Wednesday, 07 August 2019 10:54

Moody's rating agency says government transfers to Eskom of R105bn over the next two years cannot do more than stabilise the company’s debt burden.  

The rating agency underlined the urgency of a turnaround plan for Eskom and said that until this was in place the government will have to keep on providing bailouts.

The government had promised R69bn of support over the next three years, but expanded this by another R59bn in July, and R105bn of this will flow over the 2020/2021 period.

“We view the additional cash transfers as credit positive, but the increased support has become necessary for Eskom to remain a going concern. As such we consider that the government capital transfers cannot do more than stabilise the company’s debt burden, pending the development of a longer-term solution for the company,” it said.

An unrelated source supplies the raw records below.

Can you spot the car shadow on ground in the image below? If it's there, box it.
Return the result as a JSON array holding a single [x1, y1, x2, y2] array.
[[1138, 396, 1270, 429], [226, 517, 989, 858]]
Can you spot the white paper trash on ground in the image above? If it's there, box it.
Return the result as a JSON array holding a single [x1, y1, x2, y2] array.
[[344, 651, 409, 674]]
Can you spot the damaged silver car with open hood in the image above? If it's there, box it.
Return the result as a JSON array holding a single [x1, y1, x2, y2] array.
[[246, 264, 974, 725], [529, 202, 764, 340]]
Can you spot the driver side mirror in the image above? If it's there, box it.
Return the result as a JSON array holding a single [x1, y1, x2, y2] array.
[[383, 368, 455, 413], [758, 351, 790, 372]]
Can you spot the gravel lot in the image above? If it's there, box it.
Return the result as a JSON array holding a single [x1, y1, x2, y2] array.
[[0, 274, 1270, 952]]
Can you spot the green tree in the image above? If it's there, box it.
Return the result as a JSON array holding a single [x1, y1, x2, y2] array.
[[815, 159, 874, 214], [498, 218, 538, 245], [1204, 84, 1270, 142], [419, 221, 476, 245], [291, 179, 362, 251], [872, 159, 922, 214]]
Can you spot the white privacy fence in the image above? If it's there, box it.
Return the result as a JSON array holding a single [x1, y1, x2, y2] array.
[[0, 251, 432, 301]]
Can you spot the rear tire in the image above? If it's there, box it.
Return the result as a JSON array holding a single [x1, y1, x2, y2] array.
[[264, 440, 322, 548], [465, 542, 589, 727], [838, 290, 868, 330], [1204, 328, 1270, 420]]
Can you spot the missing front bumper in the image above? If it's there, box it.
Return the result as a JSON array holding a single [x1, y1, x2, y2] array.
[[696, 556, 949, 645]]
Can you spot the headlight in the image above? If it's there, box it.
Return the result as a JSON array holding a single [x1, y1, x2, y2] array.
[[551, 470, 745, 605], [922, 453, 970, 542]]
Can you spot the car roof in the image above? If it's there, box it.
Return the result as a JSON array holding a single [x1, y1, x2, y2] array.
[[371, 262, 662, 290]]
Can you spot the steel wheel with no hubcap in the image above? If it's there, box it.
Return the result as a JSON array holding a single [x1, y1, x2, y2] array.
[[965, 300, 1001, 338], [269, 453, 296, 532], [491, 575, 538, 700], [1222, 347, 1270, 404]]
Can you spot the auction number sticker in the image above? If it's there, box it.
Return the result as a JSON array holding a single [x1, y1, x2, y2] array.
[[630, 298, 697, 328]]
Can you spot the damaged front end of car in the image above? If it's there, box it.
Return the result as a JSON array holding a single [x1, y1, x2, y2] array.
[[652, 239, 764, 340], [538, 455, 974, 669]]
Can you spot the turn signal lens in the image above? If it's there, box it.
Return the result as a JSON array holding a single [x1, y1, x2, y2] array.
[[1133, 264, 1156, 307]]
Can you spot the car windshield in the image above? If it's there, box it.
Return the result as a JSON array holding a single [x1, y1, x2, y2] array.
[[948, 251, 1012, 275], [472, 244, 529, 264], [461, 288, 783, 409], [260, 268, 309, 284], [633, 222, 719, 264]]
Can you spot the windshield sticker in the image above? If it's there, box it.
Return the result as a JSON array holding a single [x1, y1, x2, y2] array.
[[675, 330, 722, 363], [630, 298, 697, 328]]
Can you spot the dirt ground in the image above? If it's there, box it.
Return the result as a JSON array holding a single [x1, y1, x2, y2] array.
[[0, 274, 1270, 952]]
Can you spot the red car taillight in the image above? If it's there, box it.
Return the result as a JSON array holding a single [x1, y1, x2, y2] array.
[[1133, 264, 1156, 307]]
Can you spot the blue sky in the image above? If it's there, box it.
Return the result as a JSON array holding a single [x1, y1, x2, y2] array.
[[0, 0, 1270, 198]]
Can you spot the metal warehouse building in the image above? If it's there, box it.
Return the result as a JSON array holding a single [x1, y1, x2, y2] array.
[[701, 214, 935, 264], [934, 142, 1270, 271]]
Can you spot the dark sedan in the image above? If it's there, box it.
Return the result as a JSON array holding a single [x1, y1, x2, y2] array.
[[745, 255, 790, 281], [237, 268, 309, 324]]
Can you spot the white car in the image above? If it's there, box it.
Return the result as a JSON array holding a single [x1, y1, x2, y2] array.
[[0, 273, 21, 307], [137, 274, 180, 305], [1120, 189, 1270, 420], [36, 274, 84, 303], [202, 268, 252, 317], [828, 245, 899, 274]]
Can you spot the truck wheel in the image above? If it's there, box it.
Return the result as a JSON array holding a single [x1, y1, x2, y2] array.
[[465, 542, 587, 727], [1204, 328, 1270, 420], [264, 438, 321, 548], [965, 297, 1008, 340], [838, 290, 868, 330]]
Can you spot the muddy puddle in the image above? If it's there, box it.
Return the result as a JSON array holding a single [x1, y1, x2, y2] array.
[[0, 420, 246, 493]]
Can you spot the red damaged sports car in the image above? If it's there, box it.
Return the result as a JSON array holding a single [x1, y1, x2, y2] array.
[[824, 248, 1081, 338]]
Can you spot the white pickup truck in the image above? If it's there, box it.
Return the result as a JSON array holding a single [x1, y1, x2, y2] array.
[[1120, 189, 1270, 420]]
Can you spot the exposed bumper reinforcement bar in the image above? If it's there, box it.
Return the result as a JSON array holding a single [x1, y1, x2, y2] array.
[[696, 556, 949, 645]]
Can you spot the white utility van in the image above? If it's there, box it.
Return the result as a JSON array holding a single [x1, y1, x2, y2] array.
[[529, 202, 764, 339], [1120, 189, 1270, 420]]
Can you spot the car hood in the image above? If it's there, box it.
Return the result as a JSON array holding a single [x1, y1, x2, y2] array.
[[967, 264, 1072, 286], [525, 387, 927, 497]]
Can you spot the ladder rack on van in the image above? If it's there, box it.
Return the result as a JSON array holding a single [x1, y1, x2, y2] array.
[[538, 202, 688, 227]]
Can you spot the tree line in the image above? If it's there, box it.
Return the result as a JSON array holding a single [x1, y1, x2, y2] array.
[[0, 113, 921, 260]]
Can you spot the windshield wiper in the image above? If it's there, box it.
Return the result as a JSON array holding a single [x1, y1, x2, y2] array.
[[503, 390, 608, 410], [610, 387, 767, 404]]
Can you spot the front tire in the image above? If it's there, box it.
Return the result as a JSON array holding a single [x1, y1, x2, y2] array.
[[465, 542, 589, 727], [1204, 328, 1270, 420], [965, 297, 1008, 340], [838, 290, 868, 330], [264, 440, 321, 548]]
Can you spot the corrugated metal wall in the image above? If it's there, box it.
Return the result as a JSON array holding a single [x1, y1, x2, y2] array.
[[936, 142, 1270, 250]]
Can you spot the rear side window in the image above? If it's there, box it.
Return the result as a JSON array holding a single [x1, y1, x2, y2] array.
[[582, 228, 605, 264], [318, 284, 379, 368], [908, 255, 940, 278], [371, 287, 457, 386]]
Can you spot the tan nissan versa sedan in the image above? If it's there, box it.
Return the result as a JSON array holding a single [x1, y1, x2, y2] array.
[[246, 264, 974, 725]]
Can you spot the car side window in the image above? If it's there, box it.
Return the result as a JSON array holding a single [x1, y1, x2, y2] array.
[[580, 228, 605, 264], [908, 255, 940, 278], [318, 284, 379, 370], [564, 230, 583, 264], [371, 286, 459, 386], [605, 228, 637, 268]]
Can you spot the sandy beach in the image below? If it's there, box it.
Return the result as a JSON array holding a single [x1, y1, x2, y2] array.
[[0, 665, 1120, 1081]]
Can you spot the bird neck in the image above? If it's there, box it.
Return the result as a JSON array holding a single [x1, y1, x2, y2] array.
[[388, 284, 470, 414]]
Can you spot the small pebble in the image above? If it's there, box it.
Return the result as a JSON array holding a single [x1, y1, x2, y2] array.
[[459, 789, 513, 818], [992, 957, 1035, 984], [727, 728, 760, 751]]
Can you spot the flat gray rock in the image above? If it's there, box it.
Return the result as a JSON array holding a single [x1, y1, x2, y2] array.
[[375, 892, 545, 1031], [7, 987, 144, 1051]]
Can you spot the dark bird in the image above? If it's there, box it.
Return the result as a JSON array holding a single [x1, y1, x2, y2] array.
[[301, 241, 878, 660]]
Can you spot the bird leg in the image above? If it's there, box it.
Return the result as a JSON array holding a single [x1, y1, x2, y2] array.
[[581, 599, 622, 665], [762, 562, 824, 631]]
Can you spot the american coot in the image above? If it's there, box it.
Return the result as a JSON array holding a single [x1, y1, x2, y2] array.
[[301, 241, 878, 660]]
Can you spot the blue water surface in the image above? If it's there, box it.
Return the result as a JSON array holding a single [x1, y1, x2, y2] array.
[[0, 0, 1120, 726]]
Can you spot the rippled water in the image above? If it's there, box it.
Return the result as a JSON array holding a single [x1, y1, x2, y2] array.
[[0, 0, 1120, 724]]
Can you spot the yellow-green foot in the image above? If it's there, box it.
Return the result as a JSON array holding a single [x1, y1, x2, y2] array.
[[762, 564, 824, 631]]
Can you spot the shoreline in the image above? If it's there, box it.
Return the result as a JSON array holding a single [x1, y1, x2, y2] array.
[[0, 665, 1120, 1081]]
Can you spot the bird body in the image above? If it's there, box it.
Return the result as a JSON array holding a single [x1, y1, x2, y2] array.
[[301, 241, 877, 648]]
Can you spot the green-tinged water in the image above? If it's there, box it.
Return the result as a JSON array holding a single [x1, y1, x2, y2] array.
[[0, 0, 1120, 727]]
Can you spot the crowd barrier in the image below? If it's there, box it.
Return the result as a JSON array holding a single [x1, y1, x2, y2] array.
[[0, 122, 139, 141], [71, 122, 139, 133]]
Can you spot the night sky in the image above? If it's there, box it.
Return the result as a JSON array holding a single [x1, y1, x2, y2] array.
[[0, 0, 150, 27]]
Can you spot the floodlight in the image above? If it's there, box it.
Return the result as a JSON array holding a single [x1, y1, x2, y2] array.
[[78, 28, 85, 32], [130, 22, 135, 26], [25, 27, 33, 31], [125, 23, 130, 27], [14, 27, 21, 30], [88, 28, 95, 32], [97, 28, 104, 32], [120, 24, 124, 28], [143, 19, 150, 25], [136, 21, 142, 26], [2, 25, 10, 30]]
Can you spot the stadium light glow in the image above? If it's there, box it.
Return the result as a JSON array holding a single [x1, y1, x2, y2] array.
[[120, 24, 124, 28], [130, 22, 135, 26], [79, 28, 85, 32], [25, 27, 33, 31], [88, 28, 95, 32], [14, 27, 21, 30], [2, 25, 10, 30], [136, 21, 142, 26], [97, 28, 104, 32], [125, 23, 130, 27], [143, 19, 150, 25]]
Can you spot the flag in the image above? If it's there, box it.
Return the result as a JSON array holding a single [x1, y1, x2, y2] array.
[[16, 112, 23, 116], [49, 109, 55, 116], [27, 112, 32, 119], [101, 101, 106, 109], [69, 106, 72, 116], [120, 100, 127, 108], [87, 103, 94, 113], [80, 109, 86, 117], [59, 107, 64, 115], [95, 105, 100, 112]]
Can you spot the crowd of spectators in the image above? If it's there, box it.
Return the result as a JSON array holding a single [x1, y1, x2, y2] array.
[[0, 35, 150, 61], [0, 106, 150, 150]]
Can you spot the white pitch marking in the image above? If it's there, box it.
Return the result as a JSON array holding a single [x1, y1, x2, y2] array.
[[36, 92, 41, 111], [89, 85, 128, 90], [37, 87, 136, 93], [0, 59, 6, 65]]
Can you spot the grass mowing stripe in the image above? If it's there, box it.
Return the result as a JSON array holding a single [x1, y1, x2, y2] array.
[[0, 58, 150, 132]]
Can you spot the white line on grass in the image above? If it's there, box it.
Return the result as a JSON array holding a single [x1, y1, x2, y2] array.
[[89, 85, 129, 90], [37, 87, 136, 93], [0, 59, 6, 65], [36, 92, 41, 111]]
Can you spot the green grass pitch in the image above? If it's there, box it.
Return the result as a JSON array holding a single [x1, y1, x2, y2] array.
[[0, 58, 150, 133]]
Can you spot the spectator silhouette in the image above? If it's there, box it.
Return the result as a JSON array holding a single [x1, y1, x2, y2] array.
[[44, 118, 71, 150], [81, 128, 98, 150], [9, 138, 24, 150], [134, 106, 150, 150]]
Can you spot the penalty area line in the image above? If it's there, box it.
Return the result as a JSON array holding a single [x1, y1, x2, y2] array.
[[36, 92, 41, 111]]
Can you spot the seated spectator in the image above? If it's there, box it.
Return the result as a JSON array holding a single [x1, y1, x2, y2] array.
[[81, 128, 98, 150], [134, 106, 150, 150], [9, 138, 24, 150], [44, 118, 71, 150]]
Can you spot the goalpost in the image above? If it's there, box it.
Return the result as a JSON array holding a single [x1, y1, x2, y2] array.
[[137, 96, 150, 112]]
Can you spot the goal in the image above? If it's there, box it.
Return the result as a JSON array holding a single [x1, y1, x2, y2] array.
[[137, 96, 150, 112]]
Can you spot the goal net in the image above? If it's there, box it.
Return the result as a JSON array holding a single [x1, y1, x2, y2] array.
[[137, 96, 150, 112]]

Eskom has a debt burden of R440bn however the quantum will continue to rise as Eskom must continue to expand borrowing if it is to complete the construction of its two new mega power stations, Medupi and Kusile.

Together with a rising quantum of debt, debt service costs are also rising and will reach R84bn for this year, more than wiping out the government’s capital transfer of R49bn for 2019/2020.

Financing costs will again exceed Eskom’s operating cash flows in 2020, says Moody’s.

Moody's, however, acknowledged that the power utility's new management is focusing on improving corporate governance at the entity.